Labyrinthes, Christopher Okigbo (par Didier Ayres)
Labyrinthes, Christopher Okigbo, Poésie/Gallimard, mars 2025, 224 pages, 10,30 €

Vortex
Pure découverte que ce recueil du poète nigérian, Christopher Okigbo. Non pas que pour la couleur locale, les noms toponymiques, ceux des animaux, les descriptions des paysages d’Afrique. Cela ne s’arrête pas là, mais cherche l’union de cultures totémiques et de la poésie occidentale (dans sa version initiale en anglais, ici dans une édition bilingue). Et surtout, le vortex des mots, des images, de l’angoisse, de la mort et de l’espoir politique.
Écrire c’est ouvrir la Boîte de Pandore des inquiétudes nouvelles et qui n’ont jamais été dites. Parole de la mort qui est à la fois essence et unique moment sans nomination. Et au fond de cette boîte gît le pauvre langage humain.
Ici, cette nouveauté, vient d’un totémisme ancestral et exprimé pour la première fois. Ici, dans cette nouveauté, la guerre, éternelle, éphémère et sans visage – surtout pour Christopher Okigbo mort pour le Biafra.
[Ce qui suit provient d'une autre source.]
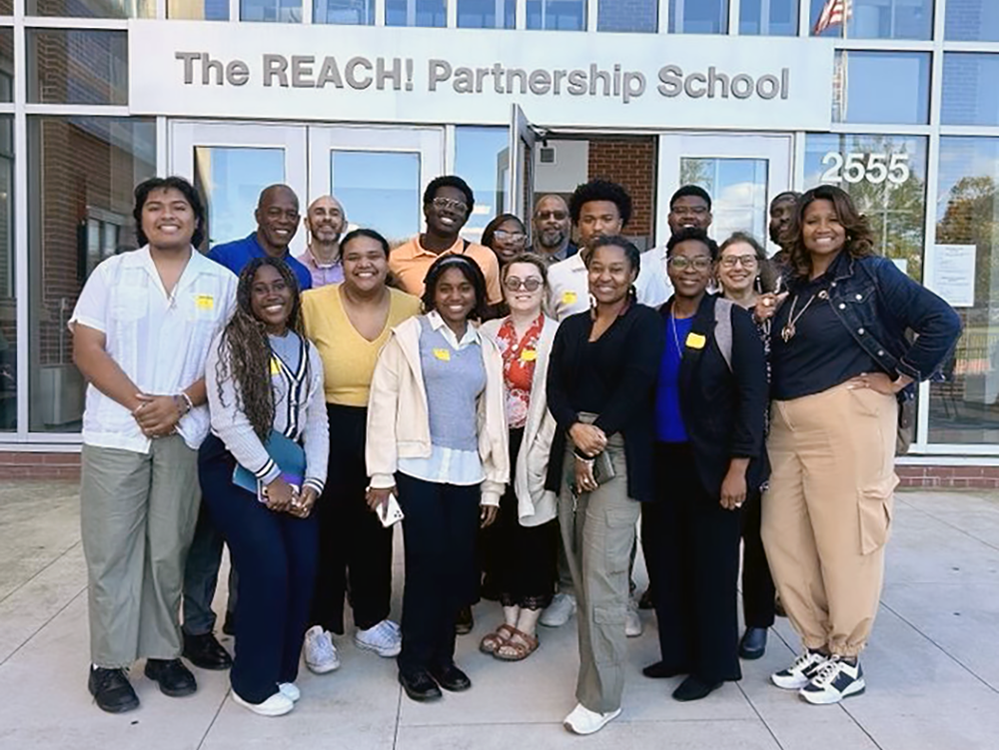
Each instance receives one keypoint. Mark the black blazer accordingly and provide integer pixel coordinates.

Totémisme séculaire confronté à la vieille modernité de la religion chrétienne, si délicate à pratiquer car venant des peuples colons. Donc, des poèmes-mythes. Des poèmes d’incarnation d’une Afrique. Des poèmes-millénaires et tout-nouveaux.
LUMIÈRE BLANCHE, accueille-moi, ton visiteur ; ô voie lactée
laisse-moi t’arrimer à ma taille ;
Et puissent mes tons adoucis de crépuscule
Casser ta porte de fer, fardeau de plusieurs siècles,
en deux cotylédons palpitants…
Est-ce une écriture métaphorique où se cacheraient la politique, l’idéologie, des idées pour un monde à venir ? Il y a en tout cas des tanks métalliques qui sortent comme de gros insectes dangereux, des animaux totems qui perdent leur sang, des coups de poings, des témoignages de maints passages (les colons, les décolonisateurs, les nouveaux chefs, les anciens chefs, toute une bande d’humains trop humains). Seul un certain archaïsme, que l’on perçoit dans la grande langue poétique, est capable de se maintenir au-dessus de ces moments sans suite et éphémères.
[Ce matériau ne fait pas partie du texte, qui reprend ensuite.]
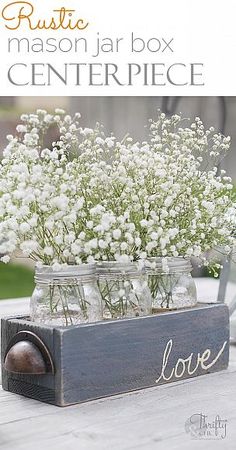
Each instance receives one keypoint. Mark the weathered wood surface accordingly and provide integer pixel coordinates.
(144, 420)
(108, 358)
(149, 419)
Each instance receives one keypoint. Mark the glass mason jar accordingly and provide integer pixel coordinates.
(124, 290)
(171, 283)
(66, 297)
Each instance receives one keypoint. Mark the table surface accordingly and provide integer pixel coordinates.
(144, 420)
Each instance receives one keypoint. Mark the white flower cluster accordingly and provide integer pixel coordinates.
(89, 197)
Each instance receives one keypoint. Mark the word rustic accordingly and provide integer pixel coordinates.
(185, 365)
(17, 14)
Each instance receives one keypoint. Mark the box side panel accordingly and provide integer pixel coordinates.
(115, 357)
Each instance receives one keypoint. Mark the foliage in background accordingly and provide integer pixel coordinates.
(15, 281)
(90, 197)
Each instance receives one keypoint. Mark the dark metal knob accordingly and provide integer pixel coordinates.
(27, 354)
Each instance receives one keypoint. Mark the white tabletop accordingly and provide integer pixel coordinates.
(148, 419)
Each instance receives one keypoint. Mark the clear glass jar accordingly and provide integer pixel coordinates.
(66, 297)
(171, 283)
(124, 290)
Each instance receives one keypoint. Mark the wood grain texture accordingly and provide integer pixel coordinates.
(149, 419)
(108, 358)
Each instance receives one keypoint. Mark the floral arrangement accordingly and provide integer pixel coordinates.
(91, 198)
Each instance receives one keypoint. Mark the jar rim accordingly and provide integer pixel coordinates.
(68, 271)
(113, 267)
(173, 264)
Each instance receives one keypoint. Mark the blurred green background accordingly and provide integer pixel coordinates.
(15, 281)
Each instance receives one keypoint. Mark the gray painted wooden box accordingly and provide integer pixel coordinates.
(102, 359)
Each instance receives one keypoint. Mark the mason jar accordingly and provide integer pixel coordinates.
(66, 297)
(124, 290)
(170, 283)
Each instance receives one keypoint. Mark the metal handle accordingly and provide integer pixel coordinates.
(27, 354)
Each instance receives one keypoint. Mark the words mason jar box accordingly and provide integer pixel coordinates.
(70, 365)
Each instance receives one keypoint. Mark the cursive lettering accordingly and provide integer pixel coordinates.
(183, 365)
(17, 14)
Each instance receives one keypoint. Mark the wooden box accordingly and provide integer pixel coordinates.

Puis il nous faut chanter, bouche cousue,
Sans nom ni audience,
Créant l’harmonie parmi les branches.
Cette poésie est une quête universelle, la compréhension d’autrui, une idée des dieux, un acte contre la mort, un pas vers la vie, le désir, l’amour et pourquoi pas le rêve politique. Cela est servi par des phénomènes littéraires inouïs. De l’étrangeté. Une inquiétude humaine structurale. Un choix poétique qui dit pleinement la personne d’Okigbo.
Des doigts de pénitence apportent
dans une palmeraie
une offrande végétale avec cinq
doigts de craie…
Ou
ET LES dieux gisent solennellement
Et les dieux gisent solennellement
Sans leur tambour long.
Et les dieux gisent inchantés,
Pour seul suaire des moisissures,
Derrière le sanctuaire.
Les dieux ont tari,
Abandonnés ;
Et eux aussi…
Qu’est-ce au juste un poète ? Si ce n’est celui qui de toujours choisit la vérité, n’hésite pas à se brûler au vortex hallucinant de la vie, choisissant l’angoisse contre l’angoisse et la beauté contre la beauté, plongeant dans la boîte linguistique pour y retrouver son visage et les visages de tous les hommes. Et ici, au croisement de Senghor et du vers claudélien, c’est à cette rencontre que l’on voit renaître l’éternité des propos, des dialogues d’hommes, et l’horrible mort qui concerne tout le monde.